The majority of patients who suffer injury to the wrist, particularly after an obvious fall, will likely go to their local Accident & Emergency (A&E) department for advice and treatment.  As the scaphoid bone is the most common bone to be fractured in such circumstances, it is often missed, and as the complications of missed or delayed diagnosis of the fracture can lead to long term complications, the Guidelines in Emergency Medicine Network (GEMNet) produced best practice guidelines in September 2013 for the management of patients with suspected scaphoid fractures in A&E departments.
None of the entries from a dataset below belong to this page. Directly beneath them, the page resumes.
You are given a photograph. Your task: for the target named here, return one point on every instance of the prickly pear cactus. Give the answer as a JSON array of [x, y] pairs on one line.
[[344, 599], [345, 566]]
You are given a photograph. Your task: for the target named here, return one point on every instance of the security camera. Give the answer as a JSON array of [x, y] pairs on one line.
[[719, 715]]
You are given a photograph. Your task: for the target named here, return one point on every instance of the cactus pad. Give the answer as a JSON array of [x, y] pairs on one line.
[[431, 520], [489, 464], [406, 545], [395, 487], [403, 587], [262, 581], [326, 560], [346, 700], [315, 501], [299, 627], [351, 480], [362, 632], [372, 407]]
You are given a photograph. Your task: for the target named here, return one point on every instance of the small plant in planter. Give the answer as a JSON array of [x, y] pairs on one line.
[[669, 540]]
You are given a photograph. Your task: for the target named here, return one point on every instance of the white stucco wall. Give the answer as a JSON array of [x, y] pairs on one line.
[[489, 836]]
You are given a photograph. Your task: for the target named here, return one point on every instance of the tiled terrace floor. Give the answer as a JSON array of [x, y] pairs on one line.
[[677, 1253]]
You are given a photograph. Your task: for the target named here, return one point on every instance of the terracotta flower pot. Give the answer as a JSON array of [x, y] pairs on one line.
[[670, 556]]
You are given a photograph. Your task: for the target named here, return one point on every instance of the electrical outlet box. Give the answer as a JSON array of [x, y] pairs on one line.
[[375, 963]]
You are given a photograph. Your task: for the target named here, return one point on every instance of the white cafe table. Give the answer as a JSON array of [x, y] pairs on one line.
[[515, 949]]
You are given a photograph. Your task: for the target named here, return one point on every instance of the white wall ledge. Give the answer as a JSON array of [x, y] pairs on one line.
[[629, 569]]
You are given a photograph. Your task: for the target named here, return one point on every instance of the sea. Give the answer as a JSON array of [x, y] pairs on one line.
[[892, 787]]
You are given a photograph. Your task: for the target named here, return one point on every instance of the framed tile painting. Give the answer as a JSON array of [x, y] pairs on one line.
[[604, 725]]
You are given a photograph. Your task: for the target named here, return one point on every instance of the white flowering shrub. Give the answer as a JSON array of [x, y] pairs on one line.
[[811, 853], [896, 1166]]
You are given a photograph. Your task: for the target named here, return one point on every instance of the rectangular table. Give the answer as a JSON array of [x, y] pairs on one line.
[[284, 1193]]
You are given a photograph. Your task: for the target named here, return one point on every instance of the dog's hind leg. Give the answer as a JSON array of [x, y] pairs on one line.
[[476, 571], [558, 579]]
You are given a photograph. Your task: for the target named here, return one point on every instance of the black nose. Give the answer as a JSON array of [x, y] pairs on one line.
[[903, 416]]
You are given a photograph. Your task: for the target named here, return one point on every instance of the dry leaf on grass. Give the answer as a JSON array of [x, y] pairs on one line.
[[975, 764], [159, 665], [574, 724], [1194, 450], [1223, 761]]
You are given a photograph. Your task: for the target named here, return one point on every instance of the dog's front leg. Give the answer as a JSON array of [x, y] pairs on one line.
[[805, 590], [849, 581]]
The guidelines presents “a summary of the best available evidence to guide the management of adult patients who present to the ED with a suspected scaphoid fracture”.

The guidelines include a simple flowchart for the management of such patients which suggests: where a patient presents with (1) a history compatible with a possible fracture; and (2) examination reveals tenderness in the relevant area, then the patient should have an x-ray with scaphoid view.

If the x-ray reveals a fracture they should be placed in a cast and given orthopaedic follow up.

If the x-ray does not reveal a fracture then the wrist should be immobilised in a cast or splint and an MRI scan arranged. If the MRI reveals no fracture then the patient can be discharged.

Our experience

I and my colleagues have acted for a number of patients making medical negligence claims for compensation for injuries suffered as a result of misdiagnosis or delayed diagnosis of scaphoid fractures.

The issues in such cases usually involve:

  • failing to perform an x-ray when a patient has symptoms compatible with a scaphoid fracture; or
  • mis-interpreting an x-ray which actually show a scaphoid fracture; or
  • failing to a arrange follow-up once a fracture has been diagnosed.

When our clients are then diagnosed some weeks and even months later they have usually suffered some complication, for example the bone starting to heal in the wrong position which causes them to require more extensive treatment, a longer recovery and potentially long-term pain or restricted movement.

It is positive that GEMNet have recognised this as an area where further guidance is beneficial and it is hoped this guidance will reduce cases of missed or delayed diagnosis of scaphoid fractures.